I read his letter and called him up.  We talked for a while and he explained the work he did through an area church.  I asked him how many kids he worked with who fit the description he had given.  He said 16 or so.  I told him I wasn't assigning the tickets yet and asked him to hold on.  Then I went back to the blog.  I explained this guy's situation and request.  I said I was going to give him the tickets but noted that several seats in our block remained unsold.  I wondered if we couldn't surprise him by donating enough tickets to send all his kids plus a couple chaperons.  We needed 18 tickets to accomplish that.

We got 46.

A couple days later I called up Dan and gave him the good news.  We weren't sending a kid, we were sending all his kids plus a couple adults.  I asked if he knew any more children in need because we had about triple the number of tickets we had asked for.  He didn't right away but he said he'd call and check.  Through his network among schools and social agencies he collected enough kids and adults and our very first site get-together included 60-odd readers and 46 wide-eyed and enthusiastic kids who couldn't believe they were actually at a real Blazers game.

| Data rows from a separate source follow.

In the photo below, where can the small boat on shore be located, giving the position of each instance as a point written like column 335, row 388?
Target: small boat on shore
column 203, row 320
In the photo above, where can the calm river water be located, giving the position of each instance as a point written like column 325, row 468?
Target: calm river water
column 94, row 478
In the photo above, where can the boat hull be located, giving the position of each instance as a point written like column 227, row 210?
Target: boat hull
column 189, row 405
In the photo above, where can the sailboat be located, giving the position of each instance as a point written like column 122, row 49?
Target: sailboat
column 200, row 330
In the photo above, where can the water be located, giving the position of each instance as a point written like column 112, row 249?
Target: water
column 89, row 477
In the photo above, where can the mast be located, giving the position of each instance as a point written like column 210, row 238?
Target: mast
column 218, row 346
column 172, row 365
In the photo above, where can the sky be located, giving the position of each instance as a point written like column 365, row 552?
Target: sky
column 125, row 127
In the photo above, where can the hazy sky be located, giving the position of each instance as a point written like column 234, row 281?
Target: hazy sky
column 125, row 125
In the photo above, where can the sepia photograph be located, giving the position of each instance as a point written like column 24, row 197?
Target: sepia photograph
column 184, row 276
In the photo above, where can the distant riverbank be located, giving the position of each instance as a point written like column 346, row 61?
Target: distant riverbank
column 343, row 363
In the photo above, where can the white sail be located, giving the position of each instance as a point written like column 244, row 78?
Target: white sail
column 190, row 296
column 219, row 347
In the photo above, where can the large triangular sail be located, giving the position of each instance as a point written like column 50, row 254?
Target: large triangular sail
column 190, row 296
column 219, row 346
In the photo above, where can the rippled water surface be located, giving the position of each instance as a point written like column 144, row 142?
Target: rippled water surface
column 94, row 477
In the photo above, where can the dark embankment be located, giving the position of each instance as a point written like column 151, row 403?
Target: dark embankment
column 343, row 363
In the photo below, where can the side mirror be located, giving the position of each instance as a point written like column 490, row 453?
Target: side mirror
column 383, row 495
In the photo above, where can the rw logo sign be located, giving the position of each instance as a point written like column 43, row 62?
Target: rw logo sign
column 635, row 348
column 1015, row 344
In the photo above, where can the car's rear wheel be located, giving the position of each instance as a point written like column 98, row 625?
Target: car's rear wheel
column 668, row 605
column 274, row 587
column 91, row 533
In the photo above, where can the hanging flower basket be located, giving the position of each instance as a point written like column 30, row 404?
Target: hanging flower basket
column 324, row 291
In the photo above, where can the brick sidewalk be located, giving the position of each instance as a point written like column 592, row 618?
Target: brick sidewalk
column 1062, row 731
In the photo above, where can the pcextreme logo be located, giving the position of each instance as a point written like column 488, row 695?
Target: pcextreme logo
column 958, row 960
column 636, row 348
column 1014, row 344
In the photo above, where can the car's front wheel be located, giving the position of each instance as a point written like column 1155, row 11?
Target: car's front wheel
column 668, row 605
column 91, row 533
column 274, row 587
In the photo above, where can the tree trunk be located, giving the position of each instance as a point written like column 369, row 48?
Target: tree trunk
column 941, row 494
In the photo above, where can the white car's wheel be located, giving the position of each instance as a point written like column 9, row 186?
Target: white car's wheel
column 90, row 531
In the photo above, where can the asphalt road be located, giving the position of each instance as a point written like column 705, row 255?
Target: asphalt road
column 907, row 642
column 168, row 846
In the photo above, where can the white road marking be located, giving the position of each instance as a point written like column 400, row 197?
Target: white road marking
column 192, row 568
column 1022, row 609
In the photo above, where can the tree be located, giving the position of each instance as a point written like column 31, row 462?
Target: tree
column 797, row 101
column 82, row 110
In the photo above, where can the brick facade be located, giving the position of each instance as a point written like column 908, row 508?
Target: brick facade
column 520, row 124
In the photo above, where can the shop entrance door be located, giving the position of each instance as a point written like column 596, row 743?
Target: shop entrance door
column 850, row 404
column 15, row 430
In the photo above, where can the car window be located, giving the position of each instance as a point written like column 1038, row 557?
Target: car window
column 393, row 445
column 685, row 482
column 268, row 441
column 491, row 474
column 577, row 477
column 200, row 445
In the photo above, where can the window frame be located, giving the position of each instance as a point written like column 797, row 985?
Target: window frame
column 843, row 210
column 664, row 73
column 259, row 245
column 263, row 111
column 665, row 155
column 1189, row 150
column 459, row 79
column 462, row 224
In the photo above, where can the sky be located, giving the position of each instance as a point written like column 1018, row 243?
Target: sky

The stories we got back from that night were incredible.  Teachers told us how their students--hard and mistrusting and many of them dead silent all year--all of a sudden began to talk to them about the Blazers.  We saw again and again how the weariness of lives we couldn't even begin to imagine--lives that made these kids grow up far too quickly--melted away when they walked into that huge arena, heard the music, saw the court.  For one night they got to be kids again.  It was a side that many of the people who worked with them said they had never seen before.  We were rewarded 100 times over for the effort.

That's how our blog's night at the Rose Garden started.  We kept the tradition through the years.  Dan became our official ticket coordinator, managing requests and distributing our tickets.  As the years went by we saw a curious thing happening.  Everybody gave up going themselves in favor of buying tickets for kids.  We'd announce which night the event was for the year and ask people to write us if they worked with children who wouldn't otherwise be able to afford a game.  Those e-mails would come in, wondering what they had to do to get tickets for their students.  When we told them, "Nothing, we just give them to you," they were somewhat disbelieving.  Then they'd ask how many of their kids could go.  We'd reply with, "How many you got?"  They'd say 5 or 15 or 23 and we'd tell them that we'd send them all.  You could hear the jaws drop.  When we said we'd send chaperons for free too because they deserved it for their hard work, people would come near to crying.  And we always have...as many as ask, we send.  As far as I know, we've not turned away a single request.

On Thursday night 705 kids and their chaperons will attend the Portland Trail Blazers game against the Memphis Grizzlies.  For almost all of those kids this will be the first and only time they'll get to go...their chance to be normal and have fun like everybody else.  Of course everybody at the site is delighted to be able to do this.  They're already asking if we can reserve 1000 tickets for next year.  We just might.

In any case, as long as the snow doesn't destroy my chances at driving, I'm heading out tonight at 7:30 and driving to Portland so I can be there at the game tomorrow.  I'll drive back on Friday, so I won't be gone long.  But it should be a fun time.

It just goes to show you that ministry can happen in the most unexpected ways and places.  And people want to be involved in loving their neighbor like we always talk about.  If you give them the chance, you might be surprised what happens.